Friday, 14 November 2008

DCC White Rose day

Fresh from a fascinating day in Sheffield, organised by the DCC and the White Rose e-Science folk. Objectives for the day included building closer relationships between White Rose and DCC, helping us learn more about their approach to e-Science, identify data issues, and influence the DCC agenda!

After introductory remarks, the day started with Martin Lewis, Sheffield Librarian, talking about the UK Research Data Service (UKRDS) feasibility study. Martin was keen to emphasise the last two words; it’s important to manage expectations here, and we’re a long way from an operational service. There’ll be a conference to discuss the detailed proposals in February 2009, after which they hope to get funding for several Pathfinder projects. Martin and I argued ferociously, as we always do, but I should be clear that this has the potential to be an extremely valuable development. The really difficult conundrum is getting the balance of sustainability, scalability, persistence and domain science involvement in the curation. Oh, plus an appealing pitch to the potential funders. Not at all an easy balance!

Then we heard from Dr Darren Treanor from Leeds about their virtual slide library for histopathology; he claims it as one of the largest in the world, with over 40K slides digitised, even if only a thousand or so are fully described and publicly available. At 10 Gb or more a slide, these are not small; not just storage but bandwidth becomes a very real issue when accessing them. We had a brief discussion about technologies that optimise bandwidth for view very large or high resolution images; think Google Earth as one example, or the amazing Seadragon, created by Blaise Aguera y Arcas and now owned by Microsoft (the technology appears to be incorporated into Photosynth, but I can’t explore it, as it doesn’t work in my OS!).

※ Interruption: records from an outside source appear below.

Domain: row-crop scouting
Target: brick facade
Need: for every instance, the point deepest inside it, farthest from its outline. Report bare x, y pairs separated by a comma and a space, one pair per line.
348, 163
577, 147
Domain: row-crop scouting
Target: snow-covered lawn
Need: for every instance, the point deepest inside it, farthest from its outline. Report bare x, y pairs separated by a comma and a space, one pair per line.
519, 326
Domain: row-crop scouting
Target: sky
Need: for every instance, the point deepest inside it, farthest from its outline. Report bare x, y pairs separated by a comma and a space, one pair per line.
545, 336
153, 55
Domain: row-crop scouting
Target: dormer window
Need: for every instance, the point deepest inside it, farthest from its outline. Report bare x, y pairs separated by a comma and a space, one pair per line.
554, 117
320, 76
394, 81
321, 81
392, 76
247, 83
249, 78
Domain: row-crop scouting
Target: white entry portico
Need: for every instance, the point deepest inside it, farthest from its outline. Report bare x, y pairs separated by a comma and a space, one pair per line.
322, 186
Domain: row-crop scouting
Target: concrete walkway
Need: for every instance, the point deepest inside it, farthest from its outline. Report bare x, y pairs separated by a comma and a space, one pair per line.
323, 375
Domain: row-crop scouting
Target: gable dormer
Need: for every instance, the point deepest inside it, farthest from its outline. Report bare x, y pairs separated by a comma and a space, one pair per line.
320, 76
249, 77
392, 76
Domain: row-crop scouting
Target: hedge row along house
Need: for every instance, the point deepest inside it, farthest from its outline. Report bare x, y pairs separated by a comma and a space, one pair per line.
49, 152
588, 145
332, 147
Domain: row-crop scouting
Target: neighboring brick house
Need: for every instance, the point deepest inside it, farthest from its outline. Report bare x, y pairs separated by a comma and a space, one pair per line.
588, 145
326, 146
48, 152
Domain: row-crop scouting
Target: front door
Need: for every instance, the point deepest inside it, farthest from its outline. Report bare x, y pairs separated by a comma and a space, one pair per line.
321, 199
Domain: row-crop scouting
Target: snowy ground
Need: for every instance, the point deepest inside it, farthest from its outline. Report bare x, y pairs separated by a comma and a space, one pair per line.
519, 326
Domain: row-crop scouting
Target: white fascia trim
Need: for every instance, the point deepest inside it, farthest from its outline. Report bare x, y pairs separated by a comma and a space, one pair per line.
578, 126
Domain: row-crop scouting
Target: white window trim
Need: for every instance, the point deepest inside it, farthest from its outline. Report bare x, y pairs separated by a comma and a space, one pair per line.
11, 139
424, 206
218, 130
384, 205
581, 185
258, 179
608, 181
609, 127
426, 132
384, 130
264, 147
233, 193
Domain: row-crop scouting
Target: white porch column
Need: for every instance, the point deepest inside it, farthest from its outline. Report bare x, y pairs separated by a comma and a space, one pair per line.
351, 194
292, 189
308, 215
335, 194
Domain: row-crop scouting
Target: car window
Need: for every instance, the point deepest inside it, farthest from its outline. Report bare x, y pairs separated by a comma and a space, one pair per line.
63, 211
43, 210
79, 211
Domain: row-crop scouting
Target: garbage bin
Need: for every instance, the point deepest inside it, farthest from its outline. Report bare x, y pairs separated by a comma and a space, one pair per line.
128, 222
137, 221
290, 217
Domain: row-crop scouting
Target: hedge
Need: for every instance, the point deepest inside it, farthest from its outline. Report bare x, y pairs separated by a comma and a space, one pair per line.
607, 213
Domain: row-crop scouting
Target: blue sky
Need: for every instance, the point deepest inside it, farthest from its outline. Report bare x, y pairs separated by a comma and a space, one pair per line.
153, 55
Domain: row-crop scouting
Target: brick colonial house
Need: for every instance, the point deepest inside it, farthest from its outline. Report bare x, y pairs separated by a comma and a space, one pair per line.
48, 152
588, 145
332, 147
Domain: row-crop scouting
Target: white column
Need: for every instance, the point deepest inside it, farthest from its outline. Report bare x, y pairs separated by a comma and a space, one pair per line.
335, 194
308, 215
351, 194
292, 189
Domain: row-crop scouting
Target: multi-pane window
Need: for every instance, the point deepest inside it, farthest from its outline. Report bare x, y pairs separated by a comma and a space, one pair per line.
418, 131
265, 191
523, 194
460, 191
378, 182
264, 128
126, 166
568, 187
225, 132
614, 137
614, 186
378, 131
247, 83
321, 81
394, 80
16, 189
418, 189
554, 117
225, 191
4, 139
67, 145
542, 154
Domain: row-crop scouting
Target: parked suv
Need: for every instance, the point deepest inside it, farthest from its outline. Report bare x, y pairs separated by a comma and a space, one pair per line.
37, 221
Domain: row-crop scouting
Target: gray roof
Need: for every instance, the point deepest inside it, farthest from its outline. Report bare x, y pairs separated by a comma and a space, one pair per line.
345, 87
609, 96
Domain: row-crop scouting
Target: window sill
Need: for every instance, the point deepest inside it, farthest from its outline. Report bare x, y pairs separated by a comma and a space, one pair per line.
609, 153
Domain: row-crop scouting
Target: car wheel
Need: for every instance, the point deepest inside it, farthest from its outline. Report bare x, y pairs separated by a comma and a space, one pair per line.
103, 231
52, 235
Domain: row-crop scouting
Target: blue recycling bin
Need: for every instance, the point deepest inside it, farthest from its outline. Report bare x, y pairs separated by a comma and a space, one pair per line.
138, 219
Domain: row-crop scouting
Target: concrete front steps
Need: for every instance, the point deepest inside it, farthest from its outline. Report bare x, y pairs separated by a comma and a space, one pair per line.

Sarah Jones from the DCC and HATII at Glasgow spoke about the Data Audit Framework, now being piloted at 4 sites. This is a tool aimed at helping institutions to discover their research data resources, and begin to understand the extent to which they are at risk. More about that one later, I think!

Then we heard about 3 more very different projects, although Virtual Vellum probably had more in common with the virtual slide library than the presenter would have previously expected. This project shows digitised and cleaned up medieval manuscripts, with their TEI-based transcription in parallel. We heard an entertaining rant against SRB (wrong tool for the job, I think), but more worryingly that these projects were strongly constrained by IPR problems (yes, the digitised versions of half-millennium-old manuscripts do acquire new copyright status, and can also be ringed about with contractual restrictions). So much for open scholarship!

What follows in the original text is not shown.